Research → Qwen3.6-35B (speed) / DeepSeek-V4-Flash (long-context), both Opus-parity. Blog →
DeepSeek-V4-Flash / GLM-4.7-Flash. Voice tool-call → gpt-oss-20b. Edge appliance → Granite-4.1-8B
(+ Gemma-4-e4b for tool-driving). Reserve Claude Opus for the top few percent.
Do self-improving loops help small models? A loop is a capability amplifier, not an
equalizer: Qwen3.6-35B goes 0.917→1.0 with iterations; small models (Gemma-4-e4b, GLM-4.7-Flash)
stay flat at 0.917. The done-gate makes a small model honest (no silent fabrication), not capable.
Self-improving loop vs a general agent (pi.dev) on a 4B? Gemma-4-e4b scored 0.917 in a
done-gated loop vs 0.0 in pi.dev (it fabricated all 12 tasks). Air-gap appliances should pair a small
model with a programmatic verifier loop, never a general agent framework.
Are there other open models worth adding? A live Feb–May 2026 scan found none that beat
the incumbents; Qwen3.7/Qwen4, DeepSeek-R2, Phi-5 and Grok-3 weights are unreleased or hosted-only.
What is the best model for a single RTX PRO 6000 96GB (Blackwell) card, and is a 35B a waste of it?
No displacer. Qwen3.6-35B-A3B (3B active) is the best all-rounder that fits one card: it wins research and
cited-RAG outright and leads coding (0.975, GPT-4.1). The models large enough to “fill” the card
(gpt-oss-120b 0.964, Mistral-Small-4-119B 0.957) are slower and weaker on the role’s core axes. A
low-active MoE is the correct shape for a 96GB concurrency server: comparable NVFP4 models scale to ~2,000
t/s aggregate at c=32 on this card. Spare VRAM is best spent on KV/concurrency, or on NVFP4 (same quality at half
the VRAM, freeing room to co-locate a second model), not on a bigger-but-worse model. Mistral-Small-4-119B is the
lone alternative, and only if the card is redefined as a cited-RAG / vision / compliance resident.
Is a purpose-built Rust inference engine (Atlas) faster than our tuned vLLM on Blackwell? (measured 2026-06-07)
No. On identical GB10 (DGX-Spark-class) hardware and the same Qwen3.6-35B-A3B-NVFP4 model, our tuned vLLM
(NVIDIA MTP recipe) ran 116–119 tok/s steady-state vs Atlas’s 88.9; Atlas’s advertised
“130–133 tok/s” and “3.1× faster than vLLM” did not reproduce (the 3.1× is vs an
untuned vLLM). Atlas serving is quality-preserving — blog 0.944 (ties our blog leader) and
6/6 on a coding spot-check — and ships an ~8×-smaller (2.98 GB) no-Python single binary. That makes it a
candidate packaging vehicle for an air-gapped compliance appliance, not a throughput upgrade. Its multi-node
expert-parallel mode is not yet shipping (runtime is single-node only).

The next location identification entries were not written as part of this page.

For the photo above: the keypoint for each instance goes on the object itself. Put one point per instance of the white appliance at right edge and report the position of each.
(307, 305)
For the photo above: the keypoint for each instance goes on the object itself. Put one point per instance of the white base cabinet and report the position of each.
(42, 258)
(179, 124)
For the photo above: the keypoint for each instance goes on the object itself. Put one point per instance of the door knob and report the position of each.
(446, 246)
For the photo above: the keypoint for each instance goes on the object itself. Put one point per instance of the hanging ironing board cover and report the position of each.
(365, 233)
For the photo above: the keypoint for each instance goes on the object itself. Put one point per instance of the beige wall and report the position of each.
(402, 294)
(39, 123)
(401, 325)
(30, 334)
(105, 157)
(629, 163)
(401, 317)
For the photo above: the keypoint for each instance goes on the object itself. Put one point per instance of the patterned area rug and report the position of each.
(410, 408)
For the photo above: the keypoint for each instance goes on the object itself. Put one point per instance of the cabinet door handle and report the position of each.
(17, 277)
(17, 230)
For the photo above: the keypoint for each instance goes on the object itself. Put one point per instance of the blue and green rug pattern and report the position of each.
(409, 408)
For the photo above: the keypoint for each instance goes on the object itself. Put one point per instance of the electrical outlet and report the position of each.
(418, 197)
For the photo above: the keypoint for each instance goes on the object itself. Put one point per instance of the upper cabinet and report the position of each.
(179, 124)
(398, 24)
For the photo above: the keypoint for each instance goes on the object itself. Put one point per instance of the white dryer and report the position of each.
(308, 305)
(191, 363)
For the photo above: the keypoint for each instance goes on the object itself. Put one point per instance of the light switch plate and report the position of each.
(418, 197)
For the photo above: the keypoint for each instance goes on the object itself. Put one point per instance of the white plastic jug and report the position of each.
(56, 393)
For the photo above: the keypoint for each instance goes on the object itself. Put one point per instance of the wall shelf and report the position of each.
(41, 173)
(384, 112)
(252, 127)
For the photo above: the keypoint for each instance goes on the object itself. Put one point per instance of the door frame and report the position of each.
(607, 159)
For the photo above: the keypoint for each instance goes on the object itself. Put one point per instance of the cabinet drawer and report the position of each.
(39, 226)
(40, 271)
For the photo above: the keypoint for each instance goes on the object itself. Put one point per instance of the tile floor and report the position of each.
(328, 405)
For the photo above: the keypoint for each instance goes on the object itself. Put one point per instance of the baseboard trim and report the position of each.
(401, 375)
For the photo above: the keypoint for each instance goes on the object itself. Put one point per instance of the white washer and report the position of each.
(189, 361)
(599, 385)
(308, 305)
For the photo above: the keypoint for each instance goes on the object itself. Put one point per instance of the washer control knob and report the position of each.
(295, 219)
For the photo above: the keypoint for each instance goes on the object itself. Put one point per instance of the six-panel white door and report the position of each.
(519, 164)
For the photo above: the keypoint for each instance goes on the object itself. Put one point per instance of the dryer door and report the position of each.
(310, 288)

Does an agentic multi-hop retriever beat single-shot RAG for compliance Q&A? (measured 2026-06-07)
On hard multi-hop CMMC / NIST 800-171 questions, an RL-trained search agent (Harness-1, 21B, gpt-oss-20b base)

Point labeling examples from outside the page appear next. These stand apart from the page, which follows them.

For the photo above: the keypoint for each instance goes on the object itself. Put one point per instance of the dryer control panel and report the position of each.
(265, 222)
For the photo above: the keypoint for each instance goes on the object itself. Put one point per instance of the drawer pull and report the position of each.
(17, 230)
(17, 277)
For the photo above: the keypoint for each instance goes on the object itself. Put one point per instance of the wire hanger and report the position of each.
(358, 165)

found every gold control (retrieval recall 1.000) where single-shot dense top-8 reached only 0.881 —
it recovers the deep 2nd/3rd-hop controls single-shot drops at production cutoffs. But its curated answer (0.929)

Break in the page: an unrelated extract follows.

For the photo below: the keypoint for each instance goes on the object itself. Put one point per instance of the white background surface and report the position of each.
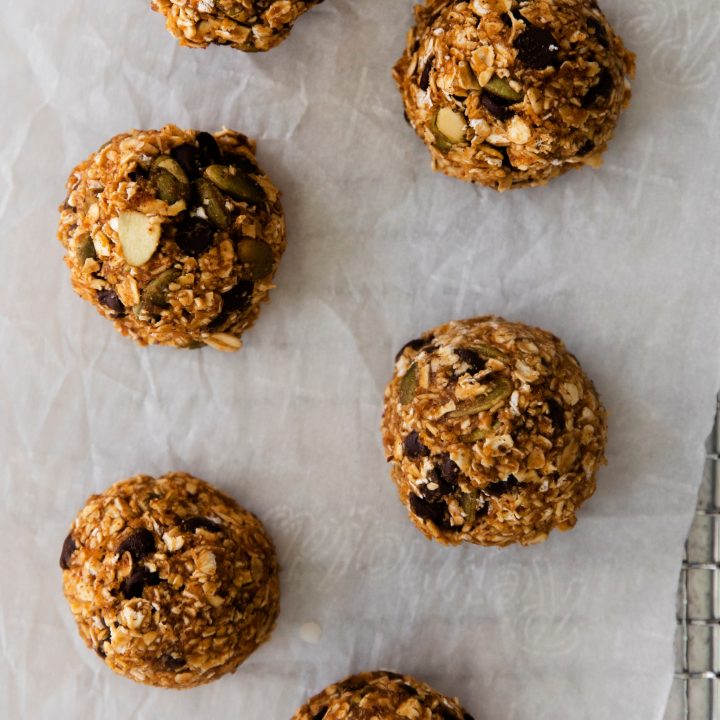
(623, 263)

only matched single-shot top-15 (the curation step, not the search, is the bottleneck) and cost ~1,000× the
latency — so the value is exhaustive batch retrieval (audit / SSP gap analysis), not interactive RAG.
Control-id deduplication remains the cheap universal lever: it lifts both single-shot (0.786→0.881) and the
agent (0.905→1.000).
Methodology: PTG llm-benchmark harness; cross-judged by Claude Haiku-4.5 (pre-Session-13)
or GPT-4.1 (Session-13 onwards). Temperatures: coding / tool-call / adversarial leaderboards filter to
temp=0.0; blog uses each model's best temperature from the Session-14 Bench-2 sweep where covered.
Excluded: misconfigured/errored runs and hardware-specific Mac coding runs (see Apple Silicon matrix).